Pero se equivoca. Al llegar a la vereda, el Matemático no ha terminado todavía de luchar consigo mismo -al menos le parece a Leto que, cuando se pone a caminar junto a él, del lado de la pared, no deja de advertir su ofuscación sorda mientras elabora la humillación de haber sido, durante unos instantes, el rehén de su propio pantalón, y Leto, aliviado, siente despuntar, a través del silencio del Matemático, el remordimiento sincero, la resolución de ser mejor en el futuro, la certidumbre de que nunca más volverá a empastarse en esa penumbra irracional de la que acaba de salir, la convicción de que esas debilidades son simples automatismos pasajeros que el sabio va eliminando, gracias a la inteligencia liberadora, le parece a Leto que va pensando el Matemático, en su evolución ascendente. Llegan a la esquina. Doblan. Y ahora que retoman la calle principal, en dirección al Sur, como decía hace un momento, ¿no?, el Matemático, habiéndose reconstituido de su eclipse compulsivo, después de carraspear dos o tres veces, emerge otra vez al sol de la mañana. Pero Leto está pensando: "Darían todo a la humanidad, salvo el pantalón. Aceptarían cualquier cosa, menos que les manchen el pantalón. Se comportan como corderos siempre y cuando no esté en peligro su pantalón.
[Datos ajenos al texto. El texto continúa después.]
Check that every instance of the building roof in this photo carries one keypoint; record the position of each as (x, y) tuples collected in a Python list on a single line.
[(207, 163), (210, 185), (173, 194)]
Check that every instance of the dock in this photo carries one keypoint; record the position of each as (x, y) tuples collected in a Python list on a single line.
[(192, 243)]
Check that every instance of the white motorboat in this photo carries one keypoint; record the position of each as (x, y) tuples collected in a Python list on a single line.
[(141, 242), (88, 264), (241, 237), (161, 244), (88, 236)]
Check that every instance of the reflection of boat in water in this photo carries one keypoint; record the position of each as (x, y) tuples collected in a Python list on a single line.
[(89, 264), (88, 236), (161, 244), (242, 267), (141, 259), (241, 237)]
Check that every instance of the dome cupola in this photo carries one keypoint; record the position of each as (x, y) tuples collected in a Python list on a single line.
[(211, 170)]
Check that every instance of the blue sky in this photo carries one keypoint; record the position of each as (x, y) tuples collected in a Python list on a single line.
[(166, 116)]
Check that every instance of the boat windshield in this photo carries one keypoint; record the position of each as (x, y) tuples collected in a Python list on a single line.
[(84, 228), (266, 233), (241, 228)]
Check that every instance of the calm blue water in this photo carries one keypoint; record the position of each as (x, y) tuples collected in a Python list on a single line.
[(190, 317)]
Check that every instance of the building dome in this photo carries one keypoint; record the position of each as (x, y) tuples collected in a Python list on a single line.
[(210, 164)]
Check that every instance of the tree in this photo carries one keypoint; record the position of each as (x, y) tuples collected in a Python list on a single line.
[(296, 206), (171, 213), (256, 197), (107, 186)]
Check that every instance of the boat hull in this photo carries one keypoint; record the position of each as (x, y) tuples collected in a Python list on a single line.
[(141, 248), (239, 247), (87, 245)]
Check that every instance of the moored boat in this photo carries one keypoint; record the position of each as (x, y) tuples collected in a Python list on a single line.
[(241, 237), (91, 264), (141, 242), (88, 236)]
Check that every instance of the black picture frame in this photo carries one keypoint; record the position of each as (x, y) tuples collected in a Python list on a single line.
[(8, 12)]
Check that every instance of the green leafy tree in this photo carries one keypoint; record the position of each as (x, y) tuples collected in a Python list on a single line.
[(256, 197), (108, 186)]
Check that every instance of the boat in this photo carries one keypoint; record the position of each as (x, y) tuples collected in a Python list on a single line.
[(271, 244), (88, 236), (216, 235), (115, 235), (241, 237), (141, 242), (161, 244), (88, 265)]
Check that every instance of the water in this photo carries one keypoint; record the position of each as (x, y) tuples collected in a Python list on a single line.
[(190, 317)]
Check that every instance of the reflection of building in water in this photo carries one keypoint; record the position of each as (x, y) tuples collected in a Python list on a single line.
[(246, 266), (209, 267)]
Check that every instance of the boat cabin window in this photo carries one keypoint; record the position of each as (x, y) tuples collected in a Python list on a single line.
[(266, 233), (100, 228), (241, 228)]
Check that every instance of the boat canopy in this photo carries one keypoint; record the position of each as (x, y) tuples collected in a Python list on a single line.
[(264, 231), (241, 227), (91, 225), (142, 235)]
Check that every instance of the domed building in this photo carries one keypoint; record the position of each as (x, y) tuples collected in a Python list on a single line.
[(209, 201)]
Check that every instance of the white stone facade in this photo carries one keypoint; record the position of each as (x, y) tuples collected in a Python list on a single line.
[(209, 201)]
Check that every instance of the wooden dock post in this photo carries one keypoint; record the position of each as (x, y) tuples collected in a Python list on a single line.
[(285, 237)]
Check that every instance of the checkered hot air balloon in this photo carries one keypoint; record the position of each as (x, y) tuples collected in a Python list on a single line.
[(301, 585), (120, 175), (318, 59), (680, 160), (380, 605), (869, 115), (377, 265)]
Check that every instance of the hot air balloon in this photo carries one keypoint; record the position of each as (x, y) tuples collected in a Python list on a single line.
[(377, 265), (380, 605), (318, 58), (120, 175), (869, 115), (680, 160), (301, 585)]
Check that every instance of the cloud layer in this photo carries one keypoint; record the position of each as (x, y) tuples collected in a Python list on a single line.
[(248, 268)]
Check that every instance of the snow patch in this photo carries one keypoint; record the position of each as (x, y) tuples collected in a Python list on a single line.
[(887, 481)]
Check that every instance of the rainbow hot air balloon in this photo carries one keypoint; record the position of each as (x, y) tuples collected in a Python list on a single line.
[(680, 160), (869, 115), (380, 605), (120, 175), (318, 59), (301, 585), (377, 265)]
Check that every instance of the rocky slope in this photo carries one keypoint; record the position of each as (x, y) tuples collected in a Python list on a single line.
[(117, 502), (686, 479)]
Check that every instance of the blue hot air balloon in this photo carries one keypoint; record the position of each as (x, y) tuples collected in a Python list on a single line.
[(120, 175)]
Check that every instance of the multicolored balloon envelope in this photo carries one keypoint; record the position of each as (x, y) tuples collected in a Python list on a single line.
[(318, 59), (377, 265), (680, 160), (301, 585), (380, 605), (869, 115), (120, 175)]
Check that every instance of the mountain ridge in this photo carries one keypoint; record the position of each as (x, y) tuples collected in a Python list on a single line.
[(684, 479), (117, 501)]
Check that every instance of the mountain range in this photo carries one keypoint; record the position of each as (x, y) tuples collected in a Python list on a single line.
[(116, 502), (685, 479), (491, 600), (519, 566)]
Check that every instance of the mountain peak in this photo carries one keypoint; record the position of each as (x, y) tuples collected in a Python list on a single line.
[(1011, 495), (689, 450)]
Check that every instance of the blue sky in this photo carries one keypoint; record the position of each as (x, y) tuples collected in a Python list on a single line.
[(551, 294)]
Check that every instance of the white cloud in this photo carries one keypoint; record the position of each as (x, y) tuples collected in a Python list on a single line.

Desconfiar de ellos, aun cuando lo hayan dado todo y pretendan no haberse guardado más que el pantalón". Con el plural, adscribe al Matemático a un vasto campo enemigo, a la legión de los que, atrincherados en la defensa de sus propios pantalones, constituyen, egoístas y ciegos, una amenaza constante para el resto de la humanidad. Pero la voz del Matemático, un poco aflautada al principio por el carraspeo vergonzoso, recupera el tono imparcial, el preciosismo calculado y, Leto debe admitirlo, el timbre agradable de las cuadras anteriores.
– En varios puntos, Botón es más verosímil que Tomatis -dice, retomando la conversación como si no hubiera pasado nada. "Será", piensa, malévolo, Leto, dispuesto a escucharlo pero a controlar, severo, a cada paso, por decir así, y también en sentido literal en el caso presente, su credibilidad. Pero como todas las otras veces, sus proyectos rigoristas ceden en forma casi simultánea a su formulación, arrastrados por un relativismo orgánico, podría decirse, que proviene de su inseguridad tal vez, o de un rigorismo de signo contrario, dirigido contra sí mismo; a decir verdad, no le disgustaría ser como el Matemático, o sea capaz de deslindar lo auténtico o por lo menos lo probable del acaecer problemático, y al mismo tiempo estar tan incorporado a la historicidad como para saber que debe evitarse, a cualquier precio, una mancha en el pantalón. Por otra parte coincidir con él en un juicio negativo sobre Tomatis lo iguala no solamente en una visión semejante de las cosas, sino también en la intimidad del propio Tomatis, intimidad que, paradójico, el juicio negativo acrecienta en vez de disminuir. Y por último, esos dichosos mosquitos de Washington han terminado por intrigarlo: en el ir y venir de pensamiento, recuerdos, asociaciones, de imágenes falsas que a partir de ahora, y para siempre, llevará en él como recuerdos verdaderos, los mosquitos revolotean, grises y definidos, pasan una y otra vez por la zona despejada de su mente en la que desfilan, igual que en un teatro de variedades, las representaciones que hacen surgir, como se dice, los comentarios detallados del Matemático. El cual, pasando lo más orondo de la preservación obsesiva de su pantalón a la refutación imparcial y fácil de la maledicencia tomatiana, prosigue de esta forma: ¿Rita Fonseca, cuando tiene unas copas encima quiere mostrarle las tetas a todo el mundo? Él, el Matemático, no dice que no. Es probable. ¿Pero no es cierto que tiene derecho? Y haciendo un ademán amplio y teatral, después de pararse de golpe, semejante al prestidigitador que hace aparecer de un modo súbito a su linda ayudante en malla de lentejuelas en un punto del escenario hasta entonces completamente vacío, estira el brazo en dirección a una vidriera y se queda señalándola con la mano abierta y una sonrisa amplia y satisfecha.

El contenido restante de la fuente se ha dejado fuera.